The Wilder Group, a real estate broker licensed in New York, claimed Benjamin Byers, a real estate broker licensed in Connecticut, owed Wilder a commission pursuant to a cobrokerage agreement in connection with the sale of an inn and restaurant. The agreement provided that Byers would pay Wilder a 3% commission in the event the property was sold to a buyer introduced to the property by Wilder. Wilder introduced the ultimate purchaser to the property, but Byers refused to pay Wilder a commission. Byers filed a motion to dismiss the case, claiming that Wilder did not have standing to prosecute the action since Wilder was not a duly licensed Connecticut real estate broker, and thus, the court lacked subject matter jurisdiction.

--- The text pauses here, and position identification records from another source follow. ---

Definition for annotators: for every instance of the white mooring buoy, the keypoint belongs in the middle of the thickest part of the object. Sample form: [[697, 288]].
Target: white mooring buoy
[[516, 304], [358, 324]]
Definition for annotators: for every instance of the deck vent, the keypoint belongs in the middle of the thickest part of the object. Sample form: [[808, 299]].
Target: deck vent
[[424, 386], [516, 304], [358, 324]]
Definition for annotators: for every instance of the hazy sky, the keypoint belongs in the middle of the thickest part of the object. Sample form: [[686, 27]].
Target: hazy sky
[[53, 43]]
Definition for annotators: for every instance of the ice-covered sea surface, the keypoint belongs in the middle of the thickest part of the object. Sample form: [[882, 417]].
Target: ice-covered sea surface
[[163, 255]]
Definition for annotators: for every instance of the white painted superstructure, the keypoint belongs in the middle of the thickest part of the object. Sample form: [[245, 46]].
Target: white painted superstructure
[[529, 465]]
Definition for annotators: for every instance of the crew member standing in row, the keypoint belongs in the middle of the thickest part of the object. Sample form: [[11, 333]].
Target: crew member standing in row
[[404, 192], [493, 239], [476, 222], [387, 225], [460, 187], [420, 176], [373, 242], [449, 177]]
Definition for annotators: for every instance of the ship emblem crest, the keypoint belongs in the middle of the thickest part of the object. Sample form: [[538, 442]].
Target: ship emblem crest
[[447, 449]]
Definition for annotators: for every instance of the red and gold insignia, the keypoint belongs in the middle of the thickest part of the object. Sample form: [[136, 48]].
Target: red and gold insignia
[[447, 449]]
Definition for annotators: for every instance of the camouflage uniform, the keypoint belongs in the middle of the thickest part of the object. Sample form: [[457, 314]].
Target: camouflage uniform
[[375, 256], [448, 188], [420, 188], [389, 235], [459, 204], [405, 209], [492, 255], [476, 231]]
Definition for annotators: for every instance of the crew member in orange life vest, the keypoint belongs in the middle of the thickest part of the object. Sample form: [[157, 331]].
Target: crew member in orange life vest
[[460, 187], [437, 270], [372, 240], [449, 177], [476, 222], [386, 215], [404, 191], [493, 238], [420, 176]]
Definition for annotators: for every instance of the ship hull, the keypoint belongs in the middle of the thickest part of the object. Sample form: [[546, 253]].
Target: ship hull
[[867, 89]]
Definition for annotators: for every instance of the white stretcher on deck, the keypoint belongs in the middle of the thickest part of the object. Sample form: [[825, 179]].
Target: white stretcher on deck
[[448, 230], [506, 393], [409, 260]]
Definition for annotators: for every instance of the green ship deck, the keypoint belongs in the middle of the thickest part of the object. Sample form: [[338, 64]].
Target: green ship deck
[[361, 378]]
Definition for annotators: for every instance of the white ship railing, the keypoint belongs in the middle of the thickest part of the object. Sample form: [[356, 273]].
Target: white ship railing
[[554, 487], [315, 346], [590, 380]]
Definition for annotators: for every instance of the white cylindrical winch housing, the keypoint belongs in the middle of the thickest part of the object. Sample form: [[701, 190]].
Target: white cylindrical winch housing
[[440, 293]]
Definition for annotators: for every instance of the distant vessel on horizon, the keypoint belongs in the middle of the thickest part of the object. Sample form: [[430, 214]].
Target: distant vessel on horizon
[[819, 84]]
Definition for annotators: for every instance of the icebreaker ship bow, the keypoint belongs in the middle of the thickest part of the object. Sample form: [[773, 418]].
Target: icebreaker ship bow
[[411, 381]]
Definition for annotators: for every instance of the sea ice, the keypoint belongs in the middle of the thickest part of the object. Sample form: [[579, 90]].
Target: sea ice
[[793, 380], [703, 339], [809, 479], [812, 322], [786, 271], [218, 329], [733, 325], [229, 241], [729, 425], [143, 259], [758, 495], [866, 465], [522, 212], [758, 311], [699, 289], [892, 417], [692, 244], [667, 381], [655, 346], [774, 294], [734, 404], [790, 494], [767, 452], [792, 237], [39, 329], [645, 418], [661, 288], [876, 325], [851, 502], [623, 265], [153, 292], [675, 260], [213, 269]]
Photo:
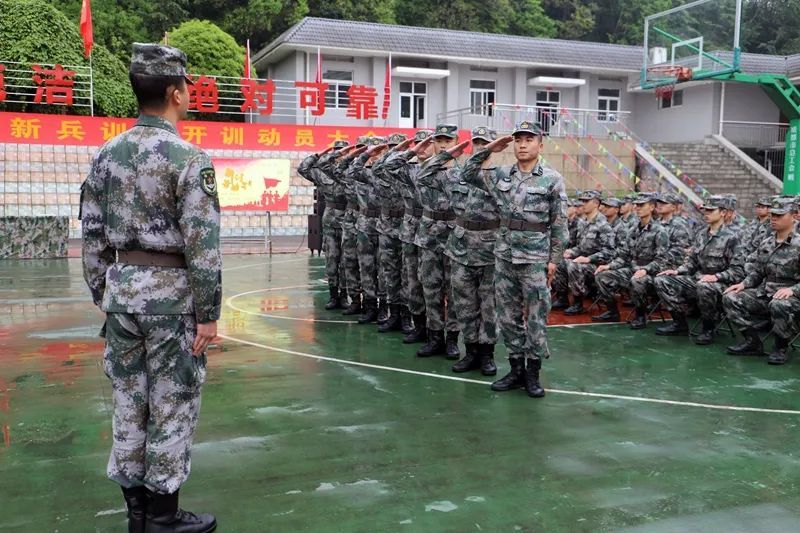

The court looked to the relevant Connecticut licensing statutes and determined that according to Connecticut law, "competent real estate brokers who are duly licensed and currently practicing in other states with licensing requirements and reciprocity provisions similar to Connecticut's will be given preferential treatment in obtaining their Connecticut licenses...an out-of-state broker may not simply come into Connecticut and do business as a real estate broker under the putative authority of his valid out-of-state broker's license." The court decided that Wilder, not being licensed in Connecticut, had no right to render real estate brokerage services in Connecticut.
The court then addressed the question of whether Wilder's activities in connection with the sale of the property constituted the rendering of a service in the capacity of a real estate broker, and pointed to the fact that Wilder sought recovery under a cobrokerage agreement with Byers. As the court explained, the essence of a cobrokerage agreement is that both parties perform real estate brokerage functions within the meaning of the Connecticut statute, and Wilder's activities in that capacity were not allowed without a valid Connecticut broker's license. Therefore, the court held that because the activity for which Wilder sought recovery clearly was brokerage activity in which Wilder had no right to engage without a Connecticut real estate broker's license, Wilder was barred from pursuing the action, and the case was dismissed for lack of subject matter jurisdiction.
Wilder Group, Inc. v. Byers, 1995 WL 127877 (Conn. Super. Ct. 1995). [Note: This opinion was not published in an official reporter and therefore should not be cited as authority. Please consult counsel before relying on this opinion.]